If a nuclear plant goes down, as Sizewell B did for seven months last year, it doesn’t produce a single megawatt of power, but during that time our wind turbines produced enough electricity for nearly 800,000 homes.
No-one suggests that wind is the whole solution, but alongside nuclear, clean coal and gas it should continue to be part of the solution to the massive energy security and low carbon challenges we face as a nation.
However, to do so, it needs more democratic legitimacy than it has today and it is our intention to ensure that happens.
The planning system does have safeguards in place to protect communities from unacceptable developments. We have already started to review the issues which often cause concern to local communities – such as the assessment of noise and the flickering effect when the blades rotate.

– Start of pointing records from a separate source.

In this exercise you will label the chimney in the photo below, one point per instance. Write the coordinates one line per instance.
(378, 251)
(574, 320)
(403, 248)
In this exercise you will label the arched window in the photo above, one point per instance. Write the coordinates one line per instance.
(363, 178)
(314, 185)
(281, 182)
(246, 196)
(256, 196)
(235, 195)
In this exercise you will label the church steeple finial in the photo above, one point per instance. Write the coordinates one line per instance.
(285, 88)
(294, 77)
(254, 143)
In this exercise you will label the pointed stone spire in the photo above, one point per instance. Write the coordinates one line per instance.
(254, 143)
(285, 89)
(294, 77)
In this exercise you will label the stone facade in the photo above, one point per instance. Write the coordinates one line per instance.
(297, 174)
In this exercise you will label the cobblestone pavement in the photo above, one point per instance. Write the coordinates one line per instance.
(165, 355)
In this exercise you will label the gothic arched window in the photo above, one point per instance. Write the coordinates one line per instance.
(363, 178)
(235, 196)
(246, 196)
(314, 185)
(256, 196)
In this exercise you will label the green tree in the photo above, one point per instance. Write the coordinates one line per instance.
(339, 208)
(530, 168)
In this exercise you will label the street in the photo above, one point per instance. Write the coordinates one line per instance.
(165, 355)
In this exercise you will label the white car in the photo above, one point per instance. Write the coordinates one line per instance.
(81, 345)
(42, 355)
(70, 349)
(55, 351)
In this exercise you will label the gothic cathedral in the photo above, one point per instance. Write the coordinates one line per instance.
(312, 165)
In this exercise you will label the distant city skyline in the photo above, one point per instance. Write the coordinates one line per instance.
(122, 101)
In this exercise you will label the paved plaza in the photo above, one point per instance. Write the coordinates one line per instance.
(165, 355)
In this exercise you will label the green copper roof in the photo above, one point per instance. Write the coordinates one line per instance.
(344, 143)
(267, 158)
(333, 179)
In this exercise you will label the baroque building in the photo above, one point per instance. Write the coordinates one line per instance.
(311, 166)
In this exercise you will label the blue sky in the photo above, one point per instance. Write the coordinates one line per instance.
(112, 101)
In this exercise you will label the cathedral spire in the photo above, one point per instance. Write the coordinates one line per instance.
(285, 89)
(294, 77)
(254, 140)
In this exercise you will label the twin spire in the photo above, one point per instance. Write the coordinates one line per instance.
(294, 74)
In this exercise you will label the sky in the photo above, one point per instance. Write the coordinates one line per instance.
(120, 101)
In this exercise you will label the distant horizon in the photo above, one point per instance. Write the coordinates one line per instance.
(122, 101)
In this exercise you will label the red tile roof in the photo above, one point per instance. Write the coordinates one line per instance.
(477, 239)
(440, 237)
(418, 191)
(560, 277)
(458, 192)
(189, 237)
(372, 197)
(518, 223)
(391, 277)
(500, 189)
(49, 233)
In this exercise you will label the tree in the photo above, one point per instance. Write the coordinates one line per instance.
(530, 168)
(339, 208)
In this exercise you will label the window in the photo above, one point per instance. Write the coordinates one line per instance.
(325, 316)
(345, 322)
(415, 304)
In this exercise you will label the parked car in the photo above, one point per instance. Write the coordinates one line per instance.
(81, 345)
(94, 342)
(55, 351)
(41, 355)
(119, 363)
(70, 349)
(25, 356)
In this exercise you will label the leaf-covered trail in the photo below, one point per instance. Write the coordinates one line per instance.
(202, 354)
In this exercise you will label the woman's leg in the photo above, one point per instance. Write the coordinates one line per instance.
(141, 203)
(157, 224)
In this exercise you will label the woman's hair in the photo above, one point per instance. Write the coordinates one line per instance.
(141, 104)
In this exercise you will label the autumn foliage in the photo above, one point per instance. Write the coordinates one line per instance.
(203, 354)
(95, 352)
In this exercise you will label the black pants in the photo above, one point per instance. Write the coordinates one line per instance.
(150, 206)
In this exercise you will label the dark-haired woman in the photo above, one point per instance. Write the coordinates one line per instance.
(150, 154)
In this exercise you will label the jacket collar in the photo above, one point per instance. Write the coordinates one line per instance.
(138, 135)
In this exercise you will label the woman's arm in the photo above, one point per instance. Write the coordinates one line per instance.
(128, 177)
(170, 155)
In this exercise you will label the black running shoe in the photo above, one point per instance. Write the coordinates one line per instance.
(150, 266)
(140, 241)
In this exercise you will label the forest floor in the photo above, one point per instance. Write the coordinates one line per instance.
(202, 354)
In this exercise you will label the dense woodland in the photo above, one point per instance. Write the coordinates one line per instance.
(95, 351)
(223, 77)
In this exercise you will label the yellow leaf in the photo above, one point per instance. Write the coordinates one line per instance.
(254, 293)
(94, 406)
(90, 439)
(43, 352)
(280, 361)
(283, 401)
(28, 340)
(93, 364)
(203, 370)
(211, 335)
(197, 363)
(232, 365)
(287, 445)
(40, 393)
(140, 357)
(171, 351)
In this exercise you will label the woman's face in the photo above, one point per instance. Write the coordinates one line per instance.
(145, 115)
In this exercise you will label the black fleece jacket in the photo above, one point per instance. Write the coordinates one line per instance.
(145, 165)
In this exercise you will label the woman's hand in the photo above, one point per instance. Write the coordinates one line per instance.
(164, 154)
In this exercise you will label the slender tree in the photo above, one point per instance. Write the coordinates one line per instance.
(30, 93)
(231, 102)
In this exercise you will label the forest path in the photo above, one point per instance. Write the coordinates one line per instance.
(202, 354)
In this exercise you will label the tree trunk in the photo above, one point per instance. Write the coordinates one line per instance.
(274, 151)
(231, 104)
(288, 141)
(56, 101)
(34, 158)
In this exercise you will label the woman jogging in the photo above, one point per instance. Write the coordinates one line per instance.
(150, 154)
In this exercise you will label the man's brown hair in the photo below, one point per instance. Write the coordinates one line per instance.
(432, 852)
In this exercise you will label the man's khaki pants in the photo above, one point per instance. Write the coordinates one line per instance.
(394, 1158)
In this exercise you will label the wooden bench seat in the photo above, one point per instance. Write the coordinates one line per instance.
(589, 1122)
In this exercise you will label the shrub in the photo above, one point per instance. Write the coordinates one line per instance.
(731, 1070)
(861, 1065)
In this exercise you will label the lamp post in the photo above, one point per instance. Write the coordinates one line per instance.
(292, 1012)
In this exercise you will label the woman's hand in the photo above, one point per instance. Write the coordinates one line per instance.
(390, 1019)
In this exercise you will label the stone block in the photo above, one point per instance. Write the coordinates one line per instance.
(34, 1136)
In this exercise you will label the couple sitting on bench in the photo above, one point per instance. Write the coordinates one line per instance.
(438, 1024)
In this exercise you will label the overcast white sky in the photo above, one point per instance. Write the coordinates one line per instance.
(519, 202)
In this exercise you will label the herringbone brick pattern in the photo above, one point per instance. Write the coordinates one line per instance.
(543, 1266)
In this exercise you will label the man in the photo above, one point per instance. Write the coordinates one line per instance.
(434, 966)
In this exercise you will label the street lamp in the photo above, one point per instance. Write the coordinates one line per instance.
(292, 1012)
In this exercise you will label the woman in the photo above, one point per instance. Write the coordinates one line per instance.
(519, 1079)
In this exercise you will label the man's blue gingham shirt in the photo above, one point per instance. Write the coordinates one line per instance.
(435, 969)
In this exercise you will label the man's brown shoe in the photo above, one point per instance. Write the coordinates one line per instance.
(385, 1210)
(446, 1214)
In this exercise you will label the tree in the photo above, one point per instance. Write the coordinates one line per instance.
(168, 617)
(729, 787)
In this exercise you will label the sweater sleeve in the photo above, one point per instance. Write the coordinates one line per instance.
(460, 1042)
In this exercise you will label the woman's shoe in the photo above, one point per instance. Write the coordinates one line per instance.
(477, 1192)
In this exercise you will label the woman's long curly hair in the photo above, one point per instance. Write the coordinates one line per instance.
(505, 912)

And now we must go much further.
Wind turbines should be positioned where the wind resource is strongest. So this year we are bringing forward a full review of the funding mechanism, so we can ensure that subsidies will not make it attractive to put windfarms in unsuitable locations. Onshore wind is by far the cheapest large-scale renewable energy source and without it, our electricity bills would have to go up. But the funding mechanism must reflect reductions in costs.
The cost of grid connections also means there is an incentive to put windfarms closest to where the electricity is needed, rather than where the wind is strongest. That is why Ofgem’s fundamental review of the way in which transmission charges are levied is so important. It is also why the Government made clear at the start of Ofgem’s review that the transmission charging regime must deliver security of supply as well as low carbon generation. It is Government’s responsibility to ensure that the charges consumers’ pay for renewable energy should be used as efficiently as possible.
Most important of all, there needs to be a new relationship between wind farms and the communities which host them. At present, too often a community can see what it will lose by having a windfarm in its midst, but it cannot see what it gains.
Our localism proposals will mean that communities – through their elected councillors – will decide for themselves how they should develop. The top-down targets and requirements are going, so they will need a much clearer understanding of the benefits they will receive. That is why we also want to see direct financial benefits through greater community ownership of windfarms and why we have committed that business rates should be kept locally for renewable energy developments. The Localism Bill also ensures developers and local communities talk to each other much earlier so local needs can be factored in as proposals shape up and local benefits – such as new jobs and new skills training – can be built into proposals for development. Wind developers are about to publish their own standards on working with communities and I welcome these.
The Government believes windpower has an important contribution to make both to our energy security and to our low carbon goals, but it should not be imposed on unwilling communities outside of a full and proper democratic process. These changes will address the democratic deficit in wind power.